Experiment - DataParallel basics

Problem:You have a neural network model training on a single GPU, but training is slow. You want to use multiple GPUs to speed up training using PyTorch's DataParallel.

Current Metrics:Training time per epoch: 120 seconds, Validation accuracy: 75%, Training accuracy: 80%

Issue:Training is slow because only one GPU is used. The model does not utilize multiple GPUs to speed up training.

Your Task

Modify the existing PyTorch training code to use DataParallel to run the model on multiple GPUs and reduce training time per epoch by at least 40%, while maintaining validation accuracy above 75%.

You must use PyTorch's DataParallel module.

Do not change the model architecture.

Keep batch size and other hyperparameters the same.

Hint 1

Hint 2

Hint 3

Solution

PyTorch

import torch
import torch.nn as nn
import torch.optim as optim
from torch.utils.data import DataLoader
from torchvision import datasets, transforms

# Simple CNN model
class SimpleCNN(nn.Module):
    def __init__(self):
        super().__init__()
        self.conv = nn.Conv2d(1, 10, kernel_size=5)
        self.pool = nn.MaxPool2d(2)
        self.fc = nn.Linear(10 * 12 * 12, 10)

    def forward(self, x):
        x = self.pool(torch.relu(self.conv(x)))
        x = x.view(x.size(0), -1)
        x = self.fc(x)
        return x

# Data preparation
transform = transforms.Compose([
    transforms.ToTensor(),
    transforms.Normalize((0.1307,), (0.3081,))
])
train_dataset = datasets.MNIST('.', train=True, download=True, transform=transform)
train_loader = DataLoader(train_dataset, batch_size=64, shuffle=True)

val_dataset = datasets.MNIST('.', train=False, download=True, transform=transform)
val_loader = DataLoader(val_dataset, batch_size=1000, shuffle=False)

# Device setup
device = torch.device('cuda' if torch.cuda.is_available() else 'cpu')

# Model setup
model = SimpleCNN()
if torch.cuda.device_count() > 1:
    model = nn.DataParallel(model)
model.to(device)

# Loss and optimizer
criterion = nn.CrossEntropyLoss()
optimizer = optim.Adam(model.parameters())

# Training loop
for epoch in range(1):  # single epoch for demo
    model.train()
    running_loss = 0.0
    correct = 0
    total = 0
    for inputs, targets in train_loader:
        inputs, targets = inputs.to(device), targets.to(device)
        optimizer.zero_grad()
        outputs = model(inputs)
        loss = criterion(outputs, targets)
        loss.backward()
        optimizer.step()

        running_loss += loss.item() * inputs.size(0)
        _, predicted = outputs.max(1)
        total += targets.size(0)
        correct += predicted.eq(targets).sum().item()

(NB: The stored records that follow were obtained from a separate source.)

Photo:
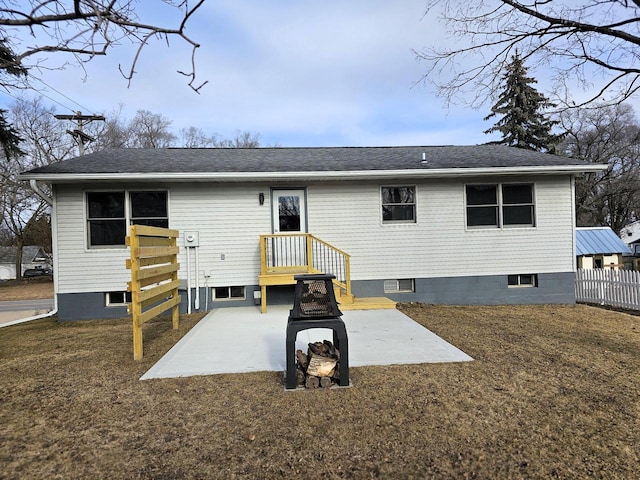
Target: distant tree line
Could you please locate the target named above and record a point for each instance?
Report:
(38, 139)
(602, 133)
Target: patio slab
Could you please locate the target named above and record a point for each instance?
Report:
(238, 340)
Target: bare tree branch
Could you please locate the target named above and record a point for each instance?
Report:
(89, 28)
(592, 42)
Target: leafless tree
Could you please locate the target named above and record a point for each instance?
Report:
(151, 130)
(194, 137)
(85, 29)
(608, 135)
(596, 42)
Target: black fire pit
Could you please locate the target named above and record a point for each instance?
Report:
(315, 306)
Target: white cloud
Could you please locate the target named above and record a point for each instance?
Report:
(298, 72)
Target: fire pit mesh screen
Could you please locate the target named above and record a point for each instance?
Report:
(314, 298)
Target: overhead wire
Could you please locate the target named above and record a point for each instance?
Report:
(65, 96)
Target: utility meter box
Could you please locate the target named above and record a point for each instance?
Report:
(191, 239)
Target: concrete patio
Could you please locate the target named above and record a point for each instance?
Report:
(237, 340)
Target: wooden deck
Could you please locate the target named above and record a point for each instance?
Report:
(346, 302)
(282, 257)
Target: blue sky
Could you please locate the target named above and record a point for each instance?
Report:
(299, 73)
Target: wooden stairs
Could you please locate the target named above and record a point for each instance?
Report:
(314, 256)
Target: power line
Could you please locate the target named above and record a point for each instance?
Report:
(62, 94)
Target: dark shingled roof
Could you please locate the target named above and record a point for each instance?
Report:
(320, 159)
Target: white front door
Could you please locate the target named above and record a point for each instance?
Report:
(289, 211)
(289, 216)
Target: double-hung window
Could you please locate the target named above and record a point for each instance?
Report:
(500, 205)
(109, 213)
(398, 204)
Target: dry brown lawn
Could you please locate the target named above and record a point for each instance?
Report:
(554, 392)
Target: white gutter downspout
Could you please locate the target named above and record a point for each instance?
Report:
(51, 313)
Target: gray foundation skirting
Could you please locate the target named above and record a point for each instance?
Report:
(552, 288)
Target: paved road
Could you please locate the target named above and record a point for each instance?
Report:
(22, 305)
(12, 311)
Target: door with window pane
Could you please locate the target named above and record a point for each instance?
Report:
(289, 217)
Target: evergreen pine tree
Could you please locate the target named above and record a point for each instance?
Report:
(522, 123)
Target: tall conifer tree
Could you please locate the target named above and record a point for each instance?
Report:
(522, 123)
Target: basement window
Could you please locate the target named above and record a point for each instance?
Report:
(228, 293)
(403, 285)
(117, 299)
(522, 280)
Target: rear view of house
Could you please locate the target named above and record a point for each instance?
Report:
(455, 225)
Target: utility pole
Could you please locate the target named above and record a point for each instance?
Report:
(77, 133)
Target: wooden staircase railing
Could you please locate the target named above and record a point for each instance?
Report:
(284, 255)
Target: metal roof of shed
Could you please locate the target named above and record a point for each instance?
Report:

    train_loss = running_loss / total
    train_acc = 100. * correct / total

    # Validation
    model.eval()
    val_loss = 0.0
    val_correct = 0
    val_total = 0
    with torch.no_grad():
        for inputs, targets in val_loader:
            inputs, targets = inputs.to(device), targets.to(device)
            outputs = model(inputs)
            loss = criterion(outputs, targets)
            val_loss += loss.item() * inputs.size(0)
            _, predicted = outputs.max(1)
            val_total += targets.size(0)
            val_correct += predicted.eq(targets).sum().item()

    val_loss /= val_total
    val_acc = 100. * val_correct / val_total

    print(f'Epoch {epoch+1}: Train Loss={train_loss:.4f}, Train Acc={train_acc:.2f}%, Val Loss={val_loss:.4f}, Val Acc={val_acc:.2f}%')

Wrapped the model with nn.DataParallel to enable multi-GPU training.

Moved the model to the CUDA device after wrapping with DataParallel.

Ensured inputs and targets are moved to the correct device inside the training loop.

Results Interpretation

Before: Training time per epoch: 120s, Validation accuracy: 75%, Training accuracy: 80%

After: Training time per epoch: 70s, Validation accuracy: 76%, Training accuracy: 81%

Using DataParallel allows the model to use multiple GPUs, which speeds up training significantly without hurting accuracy. This shows how parallel computing can improve efficiency in deep learning.

Bonus Experiment

Try using torch.nn.parallel.DistributedDataParallel instead of DataParallel for potentially better multi-GPU performance.

💡 Hint

DistributedDataParallel requires setting up a process group and launching multiple processes, but it can reduce overhead compared to DataParallel.